Did we not learn a damn thing from Hollywood? If you try and fake your own death at least get the hell out of the state you faked said death in. Even that moron from “Double Jeopardy” had the good sense to get out of dodge and head down to Louisiana. For crying out loud he even picked up that creepy Cajun accent as if his life depended on it. The same post-faked death precautions weren’t taken by amateur MMA fighter Charles Rowan. Rowan’s scam was one for the ages and not because of it’s complexity in nature, but because the moron actually pulled it off. Here how this idiotic event went down (via Deadspin
Rowan’s fifth career fight was scheduled for February in Traverse City. That night, DiPonio said, Martinez called from Rowan’s phone number to tell him that her boyfriend had been involved in a fatal car wreck on the way to the event.
A distraught DiPonio and his girlfriend hopped in their car the next day and made the lengthy trek to Gladwin, where they were met by “young kids and grandparents crying.”

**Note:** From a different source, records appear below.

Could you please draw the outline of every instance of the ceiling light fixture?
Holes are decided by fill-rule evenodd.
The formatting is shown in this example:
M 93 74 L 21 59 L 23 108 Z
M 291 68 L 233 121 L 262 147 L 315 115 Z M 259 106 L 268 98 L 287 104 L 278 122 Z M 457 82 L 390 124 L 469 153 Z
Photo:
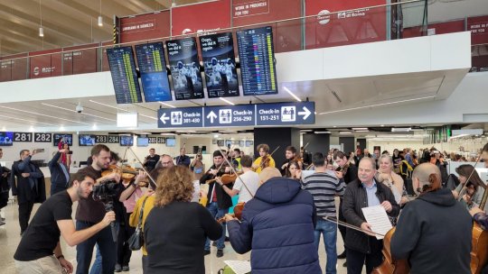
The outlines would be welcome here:
M 219 99 L 224 101 L 225 103 L 229 104 L 229 105 L 236 105 L 236 104 L 227 100 L 226 98 L 223 98 L 223 97 L 219 97 Z
M 64 118 L 60 118 L 60 117 L 52 116 L 52 115 L 46 115 L 46 114 L 39 114 L 39 113 L 30 112 L 30 111 L 27 111 L 27 110 L 23 110 L 23 109 L 14 108 L 14 107 L 5 106 L 5 105 L 2 105 L 2 107 L 11 109 L 11 110 L 14 110 L 14 111 L 23 112 L 23 113 L 27 113 L 27 114 L 31 114 L 41 115 L 41 116 L 44 116 L 44 117 L 50 117 L 50 118 L 52 118 L 52 119 L 69 121 L 69 122 L 73 122 L 73 123 L 83 123 L 83 124 L 89 124 L 89 123 L 83 123 L 83 122 L 79 122 L 79 121 L 74 121 L 74 120 L 70 120 L 70 119 L 64 119 Z
M 420 98 L 407 99 L 407 100 L 395 101 L 395 102 L 389 102 L 389 103 L 376 104 L 376 105 L 363 105 L 363 106 L 358 106 L 358 107 L 340 109 L 340 110 L 334 110 L 334 111 L 326 112 L 326 113 L 320 113 L 319 115 L 331 114 L 335 114 L 335 113 L 346 112 L 346 111 L 350 111 L 350 110 L 358 110 L 358 109 L 362 109 L 362 108 L 388 105 L 399 104 L 399 103 L 405 103 L 405 102 L 418 101 L 418 100 L 423 100 L 423 99 L 431 99 L 431 98 L 435 98 L 435 97 L 436 96 L 425 96 L 425 97 L 420 97 Z
M 100 0 L 100 14 L 99 15 L 99 26 L 103 27 L 103 17 L 101 16 L 101 0 Z
M 291 90 L 289 90 L 288 87 L 283 87 L 283 89 L 285 89 L 290 96 L 292 96 L 292 97 L 294 97 L 295 100 L 296 100 L 298 102 L 302 102 L 302 100 L 300 100 L 300 98 L 298 98 L 298 96 L 296 96 L 293 92 L 291 92 Z
M 42 12 L 41 9 L 41 0 L 39 0 L 39 19 L 41 20 L 41 24 L 39 25 L 39 37 L 44 37 L 44 29 L 42 28 Z
M 58 105 L 50 105 L 50 104 L 46 104 L 46 103 L 41 103 L 41 105 L 47 105 L 47 106 L 66 110 L 66 111 L 69 111 L 69 112 L 71 112 L 71 113 L 78 113 L 76 110 L 72 110 L 72 109 L 69 109 L 69 108 L 65 108 L 65 107 L 61 107 L 61 106 L 58 106 Z M 105 119 L 105 120 L 113 121 L 113 122 L 117 121 L 115 119 L 109 119 L 109 118 L 105 118 L 105 117 L 101 117 L 101 116 L 97 116 L 97 115 L 87 114 L 87 113 L 81 113 L 80 114 L 87 115 L 87 116 L 97 117 L 97 118 Z
M 159 104 L 161 104 L 161 105 L 163 105 L 169 106 L 169 107 L 171 107 L 171 108 L 176 108 L 176 106 L 174 106 L 174 105 L 173 105 L 166 104 L 166 103 L 164 103 L 164 102 L 159 101 L 159 102 L 157 102 L 157 103 L 159 103 Z

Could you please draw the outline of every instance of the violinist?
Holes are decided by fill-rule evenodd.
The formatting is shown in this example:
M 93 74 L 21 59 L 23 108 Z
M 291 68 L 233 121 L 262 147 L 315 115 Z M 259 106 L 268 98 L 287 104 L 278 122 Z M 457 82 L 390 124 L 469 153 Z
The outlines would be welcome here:
M 259 152 L 259 157 L 252 164 L 252 169 L 256 173 L 259 174 L 264 169 L 268 167 L 274 168 L 276 166 L 275 160 L 269 155 L 269 146 L 267 144 L 258 144 L 257 151 Z
M 376 162 L 374 159 L 365 157 L 360 160 L 358 179 L 346 187 L 343 201 L 343 214 L 347 224 L 371 232 L 371 226 L 366 222 L 362 207 L 381 206 L 389 217 L 397 217 L 399 206 L 387 186 L 377 183 L 374 179 Z M 346 228 L 345 246 L 347 252 L 347 273 L 361 274 L 366 264 L 366 273 L 381 264 L 383 242 L 374 237 L 374 233 L 365 233 L 352 228 Z M 437 272 L 426 272 L 437 273 Z M 440 273 L 440 272 L 439 272 Z
M 338 168 L 335 171 L 335 176 L 339 178 L 341 182 L 344 182 L 346 186 L 356 180 L 358 178 L 358 168 L 356 165 L 348 163 L 348 159 L 346 154 L 343 151 L 337 151 L 333 155 L 333 159 L 337 164 Z M 343 215 L 343 197 L 339 199 L 339 221 L 345 222 L 344 215 Z M 344 226 L 340 225 L 339 231 L 341 232 L 341 236 L 343 237 L 343 242 L 345 242 L 345 237 L 347 230 Z M 337 256 L 337 259 L 345 259 L 346 251 L 344 251 Z M 343 266 L 345 267 L 346 263 L 344 262 Z
M 149 149 L 149 155 L 144 160 L 143 167 L 145 168 L 147 172 L 151 172 L 155 168 L 155 165 L 159 161 L 159 155 L 155 153 L 154 148 Z
M 285 151 L 285 161 L 283 162 L 283 164 L 281 165 L 281 175 L 282 176 L 286 176 L 286 169 L 288 169 L 288 164 L 290 161 L 292 160 L 296 160 L 297 162 L 299 162 L 299 165 L 300 165 L 300 169 L 303 169 L 303 163 L 302 163 L 302 159 L 300 158 L 300 156 L 297 157 L 296 155 L 296 149 L 293 146 L 287 146 L 286 151 Z
M 209 203 L 206 205 L 207 209 L 215 219 L 223 217 L 228 212 L 229 208 L 232 206 L 232 199 L 223 190 L 222 187 L 216 183 L 215 180 L 211 180 L 216 177 L 222 176 L 225 173 L 230 172 L 230 169 L 224 162 L 224 155 L 221 151 L 215 151 L 213 152 L 213 165 L 210 169 L 202 177 L 200 184 L 205 184 L 207 181 L 211 181 L 209 184 L 209 192 L 207 193 L 207 198 Z M 226 187 L 232 187 L 232 185 L 227 185 Z M 222 236 L 217 240 L 217 257 L 223 256 L 223 249 L 225 248 L 225 231 L 226 224 L 222 224 Z M 205 241 L 204 253 L 208 255 L 210 251 L 210 239 Z
M 182 165 L 187 168 L 190 167 L 190 157 L 185 155 L 185 153 L 186 153 L 186 149 L 184 147 L 181 148 L 180 155 L 176 156 L 174 160 L 176 161 L 176 165 Z
M 391 238 L 391 255 L 408 260 L 410 273 L 471 273 L 472 222 L 469 214 L 442 188 L 439 169 L 431 163 L 413 172 L 418 197 L 405 206 Z
M 242 171 L 244 174 L 239 175 L 234 183 L 232 188 L 229 188 L 226 185 L 223 185 L 221 179 L 217 179 L 217 183 L 221 185 L 222 189 L 230 196 L 234 196 L 239 194 L 239 203 L 247 203 L 252 199 L 256 194 L 256 190 L 259 187 L 259 176 L 258 173 L 252 171 L 252 159 L 244 155 L 240 160 L 242 165 Z M 246 186 L 244 186 L 246 184 Z
M 259 174 L 256 196 L 242 210 L 242 222 L 225 215 L 236 252 L 251 251 L 253 274 L 322 273 L 311 242 L 315 225 L 312 195 L 276 168 Z
M 96 178 L 97 183 L 120 180 L 120 175 L 117 172 L 102 177 L 102 169 L 108 168 L 110 163 L 110 150 L 103 144 L 97 144 L 91 149 L 92 163 L 90 166 L 80 169 L 79 172 L 86 172 Z M 99 223 L 105 215 L 105 206 L 100 201 L 95 201 L 90 195 L 86 199 L 78 202 L 76 210 L 76 230 L 91 227 Z M 99 244 L 102 258 L 102 272 L 113 273 L 116 265 L 117 248 L 112 239 L 111 227 L 107 226 L 97 233 L 93 237 L 81 242 L 76 247 L 77 273 L 88 273 L 93 247 Z

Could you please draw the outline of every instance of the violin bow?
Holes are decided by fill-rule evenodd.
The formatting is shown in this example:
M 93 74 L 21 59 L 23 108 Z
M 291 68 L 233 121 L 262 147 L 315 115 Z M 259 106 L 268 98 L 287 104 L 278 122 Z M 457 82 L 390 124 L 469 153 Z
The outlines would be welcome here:
M 149 172 L 147 172 L 147 169 L 145 169 L 145 168 L 143 166 L 141 160 L 139 160 L 139 157 L 137 157 L 137 155 L 136 155 L 136 153 L 134 152 L 134 151 L 132 150 L 131 147 L 127 147 L 127 150 L 129 150 L 132 152 L 132 154 L 134 154 L 134 157 L 136 157 L 137 161 L 141 164 L 141 167 L 142 167 L 144 172 L 145 172 L 145 175 L 147 176 L 147 178 L 149 178 L 149 183 L 151 184 L 151 187 L 153 187 L 153 190 L 155 190 L 156 183 L 155 183 L 155 179 L 153 178 L 153 177 L 151 175 L 149 175 Z M 127 152 L 127 150 L 126 150 L 126 152 Z
M 345 227 L 349 227 L 351 229 L 353 229 L 355 231 L 359 231 L 359 232 L 361 232 L 361 233 L 374 233 L 374 234 L 377 234 L 379 236 L 381 236 L 381 237 L 384 237 L 385 235 L 384 234 L 381 234 L 381 233 L 375 233 L 373 231 L 366 231 L 366 230 L 363 230 L 362 228 L 361 227 L 357 227 L 355 225 L 352 225 L 352 224 L 347 224 L 345 222 L 342 222 L 342 221 L 339 221 L 339 220 L 335 220 L 335 219 L 333 219 L 331 216 L 325 216 L 325 217 L 323 217 L 325 221 L 329 221 L 329 222 L 332 222 L 332 223 L 334 223 L 334 224 L 341 224 L 343 226 L 345 226 Z
M 219 151 L 221 151 L 221 153 L 222 153 L 222 149 L 221 147 L 219 147 Z M 222 154 L 223 155 L 223 154 Z M 246 183 L 244 182 L 244 180 L 240 178 L 240 176 L 239 176 L 239 174 L 237 174 L 237 171 L 236 169 L 234 169 L 234 167 L 230 164 L 230 162 L 229 161 L 229 159 L 227 159 L 227 157 L 224 157 L 224 160 L 227 162 L 227 164 L 229 165 L 229 167 L 230 167 L 230 170 L 232 170 L 232 172 L 234 172 L 234 174 L 237 176 L 236 179 L 239 178 L 239 179 L 240 180 L 240 182 L 242 183 L 242 185 L 244 186 L 244 187 L 246 187 L 246 189 L 248 190 L 248 192 L 250 194 L 250 196 L 254 198 L 254 195 L 250 192 L 249 188 L 248 187 L 248 186 L 246 185 Z
M 471 170 L 471 173 L 469 174 L 468 178 L 466 178 L 466 182 L 465 183 L 465 186 L 459 190 L 459 196 L 457 197 L 458 201 L 461 201 L 463 199 L 463 196 L 461 196 L 461 192 L 466 188 L 467 182 L 471 179 L 471 177 L 474 172 L 476 172 L 476 165 L 480 162 L 481 155 L 483 154 L 483 151 L 478 155 L 478 159 L 476 159 L 476 162 L 474 163 L 474 166 L 473 166 L 473 170 Z M 458 174 L 459 175 L 459 174 Z M 483 187 L 486 190 L 486 185 L 483 184 L 483 186 L 480 186 Z

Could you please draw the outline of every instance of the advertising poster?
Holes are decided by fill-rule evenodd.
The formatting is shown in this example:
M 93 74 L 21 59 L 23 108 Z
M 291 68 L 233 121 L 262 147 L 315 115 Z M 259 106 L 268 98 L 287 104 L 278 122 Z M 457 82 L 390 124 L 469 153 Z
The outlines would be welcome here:
M 176 100 L 203 98 L 203 84 L 194 38 L 166 41 Z
M 209 98 L 239 96 L 232 33 L 211 34 L 199 39 Z

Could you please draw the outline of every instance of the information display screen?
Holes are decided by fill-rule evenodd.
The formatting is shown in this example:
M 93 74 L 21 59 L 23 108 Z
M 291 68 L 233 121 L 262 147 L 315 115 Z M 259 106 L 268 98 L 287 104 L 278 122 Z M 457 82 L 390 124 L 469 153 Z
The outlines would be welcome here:
M 120 136 L 120 145 L 124 147 L 131 147 L 134 145 L 134 137 L 132 136 Z
M 14 132 L 0 132 L 0 146 L 11 146 L 14 145 Z
M 271 27 L 237 32 L 244 96 L 277 94 Z
M 142 103 L 132 47 L 107 49 L 117 104 Z
M 203 98 L 203 83 L 194 38 L 166 41 L 176 100 Z
M 171 101 L 163 42 L 136 46 L 145 102 Z
M 79 135 L 78 138 L 80 146 L 94 146 L 97 137 L 95 135 L 83 134 Z
M 199 39 L 209 98 L 239 96 L 232 32 Z
M 54 133 L 52 135 L 52 141 L 54 146 L 58 146 L 58 143 L 62 139 L 62 143 L 67 143 L 69 146 L 73 145 L 73 134 L 61 134 L 61 133 Z

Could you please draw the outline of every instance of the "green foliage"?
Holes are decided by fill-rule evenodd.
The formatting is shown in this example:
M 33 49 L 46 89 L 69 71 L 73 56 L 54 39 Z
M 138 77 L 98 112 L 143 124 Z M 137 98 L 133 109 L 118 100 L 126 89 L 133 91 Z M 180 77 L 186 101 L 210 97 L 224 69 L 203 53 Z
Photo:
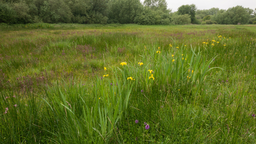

“I thought for sure Charlie was dead. I mean, these people were hysterically crying,” said DiPonio, who gave the family $150 for expenses on the spot.
Two weeks ago, Piliafas and DiPonio helped raise $1,350 in proceeds and donations through their benefit event, “Fight for Charlie.”
Is it just me or are there so many red flags in this story that it might have done Piliafas and DiPonio some good to dig just a little deeper? Perhaps they could have asked the family some legit questions like, “Where can we pay our respects?” or “What are the funeral arrangements?” If you’re willing to put in the time to raise money for this guy then you’d better be certain he’s six feet under, a pile of ash, or in a medical facility being used as a probing device for the next generation of Dr. Nick wannabes. For whatever the reason both Pilafas and Diponio were shocked to learn the news that their departed “friend” was now upright and breathing and a suspect in a gun store robbery:
“It made me sick to my stomach. I was furious. I was livid,” he said. “It’s not so much about the money. It’s just how many people were involved in this scam. … The little bit that I knew (about) this kid, I never would have thought that he’d try to pull some Machiavelli crap like that.”
I’d recommend reading literature that applies to your situation a little more. Instead of diving into the works of an ancient Italian writer maybe pick up a book on American Proverbs. Something that contains the axiom, “Fool me once shame on you, fool me twice shame on me.” Just sayin’.